There are several advantages of Roth IRAs over traditional IRAs and other retirement accounts. It is fairly easy to be able to contribute money toward a Roth IRA. There are no age limits to opening such an account, provided one can meet several general requirements. Taxable compensation (such as wages, tips, professional fees, and bonuses) must be sufficient to equal contributions. There are Roth IRA contribution limits. For 2008, these limits are the smaller of these amounts: $5,000 or the taxable income for the year for those under 50 years old, and, for those 50 and older before 2009, $6,000 or the taxable compensation for the year. Each year, adjustments to these figures will be made for inflation. Other Roth IRA contribution limits may be imposed if the modified Adjustable Gross Income (AGI) is above a certain level. The AGI is the amount on the tax return before claiming the standard deduction, any itemized deductions, or the deduction for personal exemptions. Contributions can be made any time during the year up to the tax return due date.

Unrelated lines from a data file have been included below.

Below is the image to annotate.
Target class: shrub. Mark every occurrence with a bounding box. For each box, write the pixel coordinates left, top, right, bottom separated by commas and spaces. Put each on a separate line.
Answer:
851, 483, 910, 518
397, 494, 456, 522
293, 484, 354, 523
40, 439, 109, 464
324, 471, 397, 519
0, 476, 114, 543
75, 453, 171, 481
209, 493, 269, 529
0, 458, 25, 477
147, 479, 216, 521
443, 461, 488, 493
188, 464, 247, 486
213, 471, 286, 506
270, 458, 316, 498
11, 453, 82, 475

Some people will not be able to determine their income before deciding on the amount to contribute to a retirement account. If the income increases, or unexpected bonuses are received which puts one over the Roth IRA contribution limits, penalties can be avoided by correcting this before the day the tax return is due. This illustrates another way that the Roth IRA rules are beneficial. Not only is it fairly easy to put money in, but it is also easy to take it out when needed. Owners can usually withdraw at least some of their money before age 59.5 without a penalty. Details may vary, but generally the owner may withdraw up to the amount they have contributed without tax penalty. The account may have to have been opened for at least 5 years.

Further advantages to Roth IRA rules are the fact that contributions have already been taxed. Although there will be no current tax deduction gained from deposits into a Roth IRA, there is a tax advantage in that the money is hopefully taxed at a lower rate than retirement accounts which are taxed at withdrawal in retirement years. . One of the most intriguing benefits is that the possibility exists of having even the investment earnings be tax free. Also, all other retirement plans require withdrawals to be made based on age, while money held in such an account can continue to keep accruing interest even in latter years if that is what is desired.

A person may be able to make contributions to a Roth IRA even if he or she is already participating in an employer's retirement plan. This is true even if the contributions are made to a Roth account in a 401k or 403b plan, because the contributions are considered to be made by the employer. (Yes, the money still comes out of one's own paycheck.) The Adjusted Gross Income can not exceed certain levels. In 2008, this amount is $101,000 for a single individual and $159,000 for married couples filing joint returns.

Perhaps in promoting the many benefits of Roth IRA rules, the fact should be mentioned that there are fairly heavy penalties if a person withdraws the earnings part of the account. Federal income tax plus a 10% penalty on the amount may nudge one towards making other plans. There are several exceptions, such as the options available for taking up to $10,000 in earned withdrawals if the sum is to be used to buy a principal home. The house must be bought by the account owner, spouse or descendants. Such an owner or qualified relative must be one who has not owned a home in the previous two years. Some other exceptions exist for paying educational expenses. Be sure to check for the details which may apply to a person's particular circumstances. In researching, be certain that the information you read on the Internet is confirmed on a '.gov' site or is found on the actual IRS site, so that erroneous information does not lead to poor decisions. However, there is much to be gained by taking the time to explore the benefits of a Roth IRA.